Tim Schütz: The Toxic Garment Factory: Environmental and Social Impacts of The Rana Plaza building collapse in Dhaka, Bangladesh

The collage of photo and cartoon brought to my attention the question of labeling parts on an image. In the right-hand cartoon, parts of the city are clearly labeled, e.g. the school. In the left-hand photograph, viewers are left with figuring out details of the image. Even though the cartoon is exaggerated, the collage produces an interesting comparison. One is called to imagine the social structures covered in the debris of the collapsed Rana Plaza Building.

Melissa Begey: THE TOXIC GARMENT FACTORY

This montage of a caricature with 'real' footage reminds me of Benjamin's concept of the phantasmagoria. The caricature speaks to the dream space of "unlimited" capitalism that promises to provide goods and wealth to each and everyone.

Tim Schütz: "Your Clothing is Toxic”: Mass Media and the Interpellation of the Fashion Consumer

One of the many powerful dimensions of this image is portraying the presence of toxicity in everyday products. Fashion could point to many different kinds of clothing, but I think the choice of the T-Shirt is purposeful. Like the mass media addressed in the title chosen for the image, the T-Shirt is aimed at a mass audience.

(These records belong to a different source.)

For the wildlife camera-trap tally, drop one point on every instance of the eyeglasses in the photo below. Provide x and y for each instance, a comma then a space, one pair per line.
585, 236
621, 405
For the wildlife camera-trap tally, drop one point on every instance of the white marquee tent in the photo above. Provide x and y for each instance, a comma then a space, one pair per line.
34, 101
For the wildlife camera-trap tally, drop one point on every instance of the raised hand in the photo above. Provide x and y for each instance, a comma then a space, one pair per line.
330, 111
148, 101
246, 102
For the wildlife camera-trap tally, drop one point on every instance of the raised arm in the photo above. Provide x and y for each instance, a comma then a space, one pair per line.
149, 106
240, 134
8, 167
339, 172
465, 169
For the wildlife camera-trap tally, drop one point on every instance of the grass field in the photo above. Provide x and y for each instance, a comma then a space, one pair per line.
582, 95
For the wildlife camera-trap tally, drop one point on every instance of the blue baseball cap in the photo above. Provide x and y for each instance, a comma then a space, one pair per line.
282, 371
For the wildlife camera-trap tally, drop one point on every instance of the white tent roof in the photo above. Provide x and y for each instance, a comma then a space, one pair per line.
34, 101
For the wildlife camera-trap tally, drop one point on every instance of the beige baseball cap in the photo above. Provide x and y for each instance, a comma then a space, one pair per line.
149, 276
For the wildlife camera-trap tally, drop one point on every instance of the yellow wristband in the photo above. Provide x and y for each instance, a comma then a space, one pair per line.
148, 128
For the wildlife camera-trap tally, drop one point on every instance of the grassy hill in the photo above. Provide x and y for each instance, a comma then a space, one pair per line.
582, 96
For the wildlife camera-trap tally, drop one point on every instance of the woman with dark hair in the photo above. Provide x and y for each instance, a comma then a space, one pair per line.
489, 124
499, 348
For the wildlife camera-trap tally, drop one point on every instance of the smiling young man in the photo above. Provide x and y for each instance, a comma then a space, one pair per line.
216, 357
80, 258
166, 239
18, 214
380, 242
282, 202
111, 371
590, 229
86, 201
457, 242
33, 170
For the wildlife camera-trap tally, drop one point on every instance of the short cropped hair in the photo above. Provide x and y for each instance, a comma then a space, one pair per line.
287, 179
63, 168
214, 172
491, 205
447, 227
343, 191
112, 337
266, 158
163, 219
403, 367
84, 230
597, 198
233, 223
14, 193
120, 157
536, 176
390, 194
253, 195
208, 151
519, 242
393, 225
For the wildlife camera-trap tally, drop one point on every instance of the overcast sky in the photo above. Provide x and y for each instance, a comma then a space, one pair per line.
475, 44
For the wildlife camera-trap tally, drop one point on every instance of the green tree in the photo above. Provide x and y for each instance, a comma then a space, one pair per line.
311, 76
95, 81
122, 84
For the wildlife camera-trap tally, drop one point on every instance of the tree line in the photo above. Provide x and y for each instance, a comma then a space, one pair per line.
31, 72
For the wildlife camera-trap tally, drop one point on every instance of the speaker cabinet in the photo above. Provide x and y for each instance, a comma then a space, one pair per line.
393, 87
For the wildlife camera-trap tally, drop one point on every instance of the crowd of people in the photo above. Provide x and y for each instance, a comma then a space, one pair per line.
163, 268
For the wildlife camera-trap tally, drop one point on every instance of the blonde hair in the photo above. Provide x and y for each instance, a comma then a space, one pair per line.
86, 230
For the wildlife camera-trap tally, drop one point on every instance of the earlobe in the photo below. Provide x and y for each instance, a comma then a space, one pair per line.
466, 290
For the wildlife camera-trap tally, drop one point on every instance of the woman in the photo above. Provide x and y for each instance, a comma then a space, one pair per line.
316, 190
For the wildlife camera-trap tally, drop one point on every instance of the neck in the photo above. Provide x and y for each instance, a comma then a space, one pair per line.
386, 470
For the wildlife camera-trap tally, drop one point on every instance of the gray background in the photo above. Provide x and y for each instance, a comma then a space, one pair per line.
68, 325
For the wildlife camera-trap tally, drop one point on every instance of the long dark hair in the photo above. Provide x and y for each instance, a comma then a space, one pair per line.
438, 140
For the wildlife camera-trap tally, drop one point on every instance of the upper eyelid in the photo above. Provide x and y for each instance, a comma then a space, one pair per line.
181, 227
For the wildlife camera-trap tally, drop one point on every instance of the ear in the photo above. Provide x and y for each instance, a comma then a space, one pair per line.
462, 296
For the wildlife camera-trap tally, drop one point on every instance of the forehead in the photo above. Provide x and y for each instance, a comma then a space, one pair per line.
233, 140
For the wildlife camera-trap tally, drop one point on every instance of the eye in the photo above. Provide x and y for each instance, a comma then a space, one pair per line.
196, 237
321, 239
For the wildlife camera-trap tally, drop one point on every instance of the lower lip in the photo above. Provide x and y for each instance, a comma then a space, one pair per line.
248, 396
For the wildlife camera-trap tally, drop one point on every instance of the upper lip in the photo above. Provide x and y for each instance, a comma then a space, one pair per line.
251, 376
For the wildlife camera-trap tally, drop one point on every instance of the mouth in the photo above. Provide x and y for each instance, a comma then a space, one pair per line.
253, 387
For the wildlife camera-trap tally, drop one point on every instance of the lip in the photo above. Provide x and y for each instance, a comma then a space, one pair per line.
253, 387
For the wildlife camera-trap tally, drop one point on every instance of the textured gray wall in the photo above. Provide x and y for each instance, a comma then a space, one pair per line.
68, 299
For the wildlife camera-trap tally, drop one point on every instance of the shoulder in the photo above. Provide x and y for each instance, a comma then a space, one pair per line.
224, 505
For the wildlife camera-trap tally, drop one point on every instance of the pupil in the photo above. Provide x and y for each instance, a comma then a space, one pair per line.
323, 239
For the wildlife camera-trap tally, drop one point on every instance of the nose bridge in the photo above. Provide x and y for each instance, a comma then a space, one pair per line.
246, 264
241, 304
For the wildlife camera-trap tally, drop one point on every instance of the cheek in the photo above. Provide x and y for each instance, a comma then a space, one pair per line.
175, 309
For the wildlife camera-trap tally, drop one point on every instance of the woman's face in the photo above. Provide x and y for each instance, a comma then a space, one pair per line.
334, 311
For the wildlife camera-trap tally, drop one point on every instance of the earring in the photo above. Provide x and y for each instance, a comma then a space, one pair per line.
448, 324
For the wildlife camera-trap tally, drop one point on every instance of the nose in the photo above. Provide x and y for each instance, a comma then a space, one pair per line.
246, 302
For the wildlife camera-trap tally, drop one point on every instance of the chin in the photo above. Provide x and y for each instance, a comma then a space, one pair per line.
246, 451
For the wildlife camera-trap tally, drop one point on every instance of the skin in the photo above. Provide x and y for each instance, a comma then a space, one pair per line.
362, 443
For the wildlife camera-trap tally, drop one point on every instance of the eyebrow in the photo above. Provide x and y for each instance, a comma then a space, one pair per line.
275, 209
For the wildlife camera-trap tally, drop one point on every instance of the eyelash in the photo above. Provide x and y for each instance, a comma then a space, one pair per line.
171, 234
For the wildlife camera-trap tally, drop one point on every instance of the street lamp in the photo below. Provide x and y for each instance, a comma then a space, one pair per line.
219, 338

While the presented item is a "regular" or "unisex" version, the pink color in the background could indeed communicate a more feminized dimension of fashion production.

Tim Schütz: "Your Clothing is Toxic”: Mass Media and the Interpellation of the Fashion Consumer

In addition to addressing the toxicity of a mass-produced object like the T-Shirt, the image makes a claim about toxicity in on the scale of the domestic as well as personal space. The interpellation of the individual reader is quite clear in the sub-headline. Here, the clothing closet is invoked as an intimate but also opaque space, where toxicity is not expected to be found.